Glastonbury abbey is Believed to be Avalon. There's something about the land of Avalon which makes it slightly shimmer, as if the subtle energies and perceptions of the inner worlds or the imagination permeate the physical fabric of this place and the life that goes on here. The veils between the worlds are thin here, opening doors of deepened perception. This seems to have existed since the beginnings of time. When all the beliefs are taken together, they show how the name Avalon could have settled on Glastonbury. First came its eerie non-Christian aspects as an enchanted Glass Island and as a point of contact with Annwn. One Celtic Otherworld could easily be equated with another; Annwn and Avalon did tend to merge or overlap; and at some stage, no one knows when, the idea took hold that Glastonbury might be the true Avalon.

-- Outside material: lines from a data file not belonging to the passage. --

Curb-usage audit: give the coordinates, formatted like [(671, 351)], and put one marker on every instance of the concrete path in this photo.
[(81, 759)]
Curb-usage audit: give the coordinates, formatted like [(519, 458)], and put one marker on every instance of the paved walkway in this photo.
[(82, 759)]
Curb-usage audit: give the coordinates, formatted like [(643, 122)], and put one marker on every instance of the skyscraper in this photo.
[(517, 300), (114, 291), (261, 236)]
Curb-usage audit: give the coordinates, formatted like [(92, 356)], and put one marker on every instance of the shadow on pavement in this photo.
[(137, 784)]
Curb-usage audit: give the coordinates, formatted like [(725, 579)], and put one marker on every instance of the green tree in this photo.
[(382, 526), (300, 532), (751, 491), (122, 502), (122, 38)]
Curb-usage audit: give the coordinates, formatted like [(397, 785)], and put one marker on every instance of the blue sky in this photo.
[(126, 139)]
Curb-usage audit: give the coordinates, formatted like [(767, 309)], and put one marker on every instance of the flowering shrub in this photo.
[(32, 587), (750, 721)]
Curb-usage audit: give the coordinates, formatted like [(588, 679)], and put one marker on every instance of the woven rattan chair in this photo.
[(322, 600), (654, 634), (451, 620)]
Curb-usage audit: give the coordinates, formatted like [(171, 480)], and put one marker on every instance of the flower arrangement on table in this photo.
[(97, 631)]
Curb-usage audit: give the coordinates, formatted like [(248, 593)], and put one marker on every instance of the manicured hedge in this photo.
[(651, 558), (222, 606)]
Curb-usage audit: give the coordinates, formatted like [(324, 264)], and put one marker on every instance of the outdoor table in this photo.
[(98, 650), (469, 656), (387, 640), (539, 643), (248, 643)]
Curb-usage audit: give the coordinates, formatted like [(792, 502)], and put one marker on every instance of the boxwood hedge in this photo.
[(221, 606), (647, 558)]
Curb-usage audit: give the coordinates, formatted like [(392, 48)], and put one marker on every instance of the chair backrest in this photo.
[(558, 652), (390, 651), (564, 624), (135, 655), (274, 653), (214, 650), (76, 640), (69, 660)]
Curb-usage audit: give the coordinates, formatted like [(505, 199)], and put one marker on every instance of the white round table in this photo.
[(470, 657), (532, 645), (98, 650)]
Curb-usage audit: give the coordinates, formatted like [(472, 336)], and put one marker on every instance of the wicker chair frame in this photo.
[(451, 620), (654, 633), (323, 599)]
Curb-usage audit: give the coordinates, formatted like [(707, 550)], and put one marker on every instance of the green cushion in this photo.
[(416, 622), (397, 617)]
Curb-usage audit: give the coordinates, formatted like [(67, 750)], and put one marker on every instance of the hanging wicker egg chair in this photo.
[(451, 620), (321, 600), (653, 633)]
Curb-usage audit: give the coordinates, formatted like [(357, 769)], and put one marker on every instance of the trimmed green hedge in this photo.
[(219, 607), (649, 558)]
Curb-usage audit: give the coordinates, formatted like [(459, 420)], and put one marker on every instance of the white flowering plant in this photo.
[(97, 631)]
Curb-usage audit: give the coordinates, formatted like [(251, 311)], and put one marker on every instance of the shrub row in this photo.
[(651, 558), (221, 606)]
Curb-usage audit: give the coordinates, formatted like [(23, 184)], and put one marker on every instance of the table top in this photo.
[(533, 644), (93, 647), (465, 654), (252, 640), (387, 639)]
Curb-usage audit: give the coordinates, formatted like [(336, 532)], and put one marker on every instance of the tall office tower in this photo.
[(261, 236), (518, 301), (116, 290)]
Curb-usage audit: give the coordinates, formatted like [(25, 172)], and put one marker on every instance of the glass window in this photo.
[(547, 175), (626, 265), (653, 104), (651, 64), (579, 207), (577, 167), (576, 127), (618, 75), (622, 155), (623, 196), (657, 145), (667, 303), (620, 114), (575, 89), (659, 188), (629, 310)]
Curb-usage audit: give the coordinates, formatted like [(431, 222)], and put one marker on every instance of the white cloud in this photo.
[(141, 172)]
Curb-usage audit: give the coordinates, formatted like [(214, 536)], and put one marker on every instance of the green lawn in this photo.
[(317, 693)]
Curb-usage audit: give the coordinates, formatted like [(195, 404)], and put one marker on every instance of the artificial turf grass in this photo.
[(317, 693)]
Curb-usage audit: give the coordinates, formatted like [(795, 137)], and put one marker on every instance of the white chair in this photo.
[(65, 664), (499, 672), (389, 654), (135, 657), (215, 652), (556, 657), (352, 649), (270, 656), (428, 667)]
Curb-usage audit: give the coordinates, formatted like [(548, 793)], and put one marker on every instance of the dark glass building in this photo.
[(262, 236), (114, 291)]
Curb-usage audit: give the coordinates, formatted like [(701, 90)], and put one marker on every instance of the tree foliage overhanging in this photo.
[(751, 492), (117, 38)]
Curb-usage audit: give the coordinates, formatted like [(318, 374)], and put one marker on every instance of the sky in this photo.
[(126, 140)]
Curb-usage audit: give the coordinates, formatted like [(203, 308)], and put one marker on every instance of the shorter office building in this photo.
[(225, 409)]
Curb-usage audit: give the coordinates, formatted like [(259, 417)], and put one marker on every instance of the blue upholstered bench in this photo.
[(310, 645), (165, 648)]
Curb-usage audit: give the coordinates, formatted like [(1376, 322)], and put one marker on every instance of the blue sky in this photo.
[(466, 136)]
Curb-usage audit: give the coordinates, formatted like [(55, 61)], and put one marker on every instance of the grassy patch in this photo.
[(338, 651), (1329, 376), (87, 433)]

Then, in the twelfth century, the monks learned the Welsh tradition of Arthur's burial and supposedly confirmed it by digging him up. His last earthly destination was agreed to have been Avalon. That clinched the identification. Glastonbury was now Avalon indeed, and the low-lying area round about became the Vale, or Vales, of Avalon.

It appears again in the Abbey's chronicles which is based on a document *in a holy house of religion in the Isle of Avalon, where King Arthur and Queen Guinevere lie*.